うぅ..まさか君がここまで成長するなんて、お父さんは感心したよ。


「何がお父さんだ。ったく...。」


でも、何でこれを僕に見せたの?


「何でってお前...鈍感だけじゃなくて記憶喪失までなってしまったのか?」


ごめん、ごめん。冗談だよ。

まあ、僕の我儘に付き合ってくれてありがとう。


「最初からそうやって素直に感謝すればいいのに。お前に意地悪キャラなんかは似合わないんだよ。鈍感キャラやるなら最後まで貫き通せ」


はて、何のことだかわかりませんね。


「だから...まあ、いいや。で、今日この後はどうする?桜庭さんには俺は明日からでいいって言われたけど、お前は?」


そうだね...ちょっとまって今確認するから。

...うん、大丈夫そうだ。


「お、本当か?じゃ、どうする?どっか飯食いに行く?」


いいね、そうしよう。今日は入隊祝いってことで僕の奢りだ。


「当たりめーだろうよ、そんなの。今日はとびっきりの新しい店用意してきたから、覚悟しておけ」


はは、程ほどにね。僕は君のようにお金持ちじゃないから。


「まあ、足りなくなったら俺も出すさ。お前も今日は久々に仕事ないし、飯の後にゲーセンでもカラオケでもアニメショップでも行こうぜ」


そうだね。じゃもうそろそろ行こうーーーーちょっと待ってね。


ーーーあ、はい、もしもし。高峰です。あ、桜庭隊長、お疲れ様です。はい。はい。....え?あ、そうですか。はい。はい。すぐ向かいます。はい。いいえ、大丈夫です。はい。民間人の安全が大事なので。はい。わかりました。はい。それじゃ、失礼します。


「どうした?何かあったのか?」


あ~、その...今日は無理かも。G区で小学校に爆弾魔が現れたんだって。しかも校内にテロリスト集団もいるらしい。


「まじ?小学校?やばくない?俺も行った方がいい?」


命令来てないなら、君はいいよ。それにそのテロリストってまたいつもの奴らしいからね。


「【人類の夜明け】か?本当に迷惑な奴らだな」


全くだよ....。まあ、とにかく今日はもう無理だけど、後で埋め合わせするからね。


「いやいや、大丈夫だ。
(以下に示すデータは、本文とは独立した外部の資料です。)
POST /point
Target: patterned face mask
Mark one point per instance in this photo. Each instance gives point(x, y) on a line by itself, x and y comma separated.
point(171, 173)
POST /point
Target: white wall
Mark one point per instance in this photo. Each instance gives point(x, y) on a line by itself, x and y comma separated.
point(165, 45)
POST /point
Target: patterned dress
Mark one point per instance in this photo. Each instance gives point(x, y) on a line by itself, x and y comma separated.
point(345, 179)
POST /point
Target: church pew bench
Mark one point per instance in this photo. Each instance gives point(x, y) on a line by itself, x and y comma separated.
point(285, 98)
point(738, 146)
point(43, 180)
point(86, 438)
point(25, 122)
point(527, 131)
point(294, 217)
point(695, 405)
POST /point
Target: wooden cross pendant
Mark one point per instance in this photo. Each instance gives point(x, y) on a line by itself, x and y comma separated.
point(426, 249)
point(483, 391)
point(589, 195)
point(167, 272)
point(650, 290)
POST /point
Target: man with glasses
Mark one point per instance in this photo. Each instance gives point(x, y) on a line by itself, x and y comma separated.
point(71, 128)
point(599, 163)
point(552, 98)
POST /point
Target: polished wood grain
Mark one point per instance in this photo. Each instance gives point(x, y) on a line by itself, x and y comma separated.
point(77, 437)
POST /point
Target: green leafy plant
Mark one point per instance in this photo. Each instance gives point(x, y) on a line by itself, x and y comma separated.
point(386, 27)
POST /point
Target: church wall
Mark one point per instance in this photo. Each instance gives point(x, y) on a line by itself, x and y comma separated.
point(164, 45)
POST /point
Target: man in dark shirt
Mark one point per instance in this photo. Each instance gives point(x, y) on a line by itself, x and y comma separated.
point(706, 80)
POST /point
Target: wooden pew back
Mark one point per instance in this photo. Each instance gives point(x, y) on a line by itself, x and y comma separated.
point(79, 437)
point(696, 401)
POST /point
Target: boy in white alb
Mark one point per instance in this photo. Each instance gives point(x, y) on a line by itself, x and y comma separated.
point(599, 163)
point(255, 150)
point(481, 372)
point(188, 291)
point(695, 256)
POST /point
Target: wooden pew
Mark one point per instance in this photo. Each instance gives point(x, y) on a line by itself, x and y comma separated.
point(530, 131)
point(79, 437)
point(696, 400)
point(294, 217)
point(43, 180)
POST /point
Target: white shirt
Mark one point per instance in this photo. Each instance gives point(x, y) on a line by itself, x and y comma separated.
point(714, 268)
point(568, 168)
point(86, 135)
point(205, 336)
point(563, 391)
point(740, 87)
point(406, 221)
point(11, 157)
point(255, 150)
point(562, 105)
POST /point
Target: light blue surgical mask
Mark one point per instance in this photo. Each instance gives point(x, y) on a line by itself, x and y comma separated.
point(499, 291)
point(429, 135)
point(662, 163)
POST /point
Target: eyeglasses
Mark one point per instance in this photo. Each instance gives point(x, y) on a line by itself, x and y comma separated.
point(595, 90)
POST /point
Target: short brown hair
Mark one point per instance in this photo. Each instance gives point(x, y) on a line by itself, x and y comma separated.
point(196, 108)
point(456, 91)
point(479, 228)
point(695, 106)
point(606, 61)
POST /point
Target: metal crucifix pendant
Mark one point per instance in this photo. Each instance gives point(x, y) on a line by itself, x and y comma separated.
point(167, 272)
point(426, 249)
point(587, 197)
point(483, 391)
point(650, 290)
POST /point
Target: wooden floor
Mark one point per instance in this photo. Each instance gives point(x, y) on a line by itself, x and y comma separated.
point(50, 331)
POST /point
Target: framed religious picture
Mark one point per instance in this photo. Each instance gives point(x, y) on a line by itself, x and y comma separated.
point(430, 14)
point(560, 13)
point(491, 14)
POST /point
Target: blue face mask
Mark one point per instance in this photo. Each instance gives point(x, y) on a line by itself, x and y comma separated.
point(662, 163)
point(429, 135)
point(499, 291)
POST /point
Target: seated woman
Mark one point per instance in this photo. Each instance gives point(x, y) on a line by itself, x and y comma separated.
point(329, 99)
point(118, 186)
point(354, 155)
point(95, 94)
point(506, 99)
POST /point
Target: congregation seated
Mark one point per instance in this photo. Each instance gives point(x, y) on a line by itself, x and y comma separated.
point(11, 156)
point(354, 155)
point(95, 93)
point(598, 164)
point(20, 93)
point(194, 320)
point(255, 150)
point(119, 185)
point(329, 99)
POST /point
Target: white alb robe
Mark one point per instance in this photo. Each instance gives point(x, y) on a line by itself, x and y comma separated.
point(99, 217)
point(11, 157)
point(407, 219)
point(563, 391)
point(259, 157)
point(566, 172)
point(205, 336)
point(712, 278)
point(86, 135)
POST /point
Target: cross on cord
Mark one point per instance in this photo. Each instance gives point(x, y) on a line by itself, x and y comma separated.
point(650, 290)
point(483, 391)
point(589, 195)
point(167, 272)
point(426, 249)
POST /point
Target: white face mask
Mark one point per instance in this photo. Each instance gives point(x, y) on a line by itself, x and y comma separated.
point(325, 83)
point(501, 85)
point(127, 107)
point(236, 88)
それより早くいった方がいい。この時間帯だし、まだ校内に子供いるかもな。というか絶対いるだろうな」


うん。ありがとう。本当にごめんね。


「ああ、んじゃ俺ももう帰るわ。気を付けな」

うん。また明日。


「おう」




「じゃな!!」





「うっ...」


また夢を見た。そのせいで頭が少し痛い。

悪夢を見ると、寝起きは悪くなるらしい。悪夢のはずないのにな。


さて、今何時だ?と、慣れた動作で枕元にある端末を手にする。


「やべぇ」


完全にやらかした。

いや、もう一週間やらかしたが、今日は本当に行くって決めてたのにまさか寝坊とは。

完全にだらし切ってるな、俺。


まあやってしまったものはしょうがない。とりあえず午後だけでも行くか。


と、ベッドから起きてシャワーでも浴びようかとその時ーーー


ピンポーン!


ん?誰だ、今の時間。

要たちは学校に行ってるはずだし、宅配便も郵便もないはず。訪問営業とかか?


まあ明けてみればわかるか...。


バンバンバン!!!

『おーい!!いるのはわかってんだぞ!!』


ヒェ!?借金取り!?にしても声が何かかわいいけど...。


『おーい!!開けろ!!開けないなら強引にいくぞ!!!』


こわっ!でも、多分部屋を間違ってるんじゃないか?とりあえずこちらに見覚えはないって伝えるか...。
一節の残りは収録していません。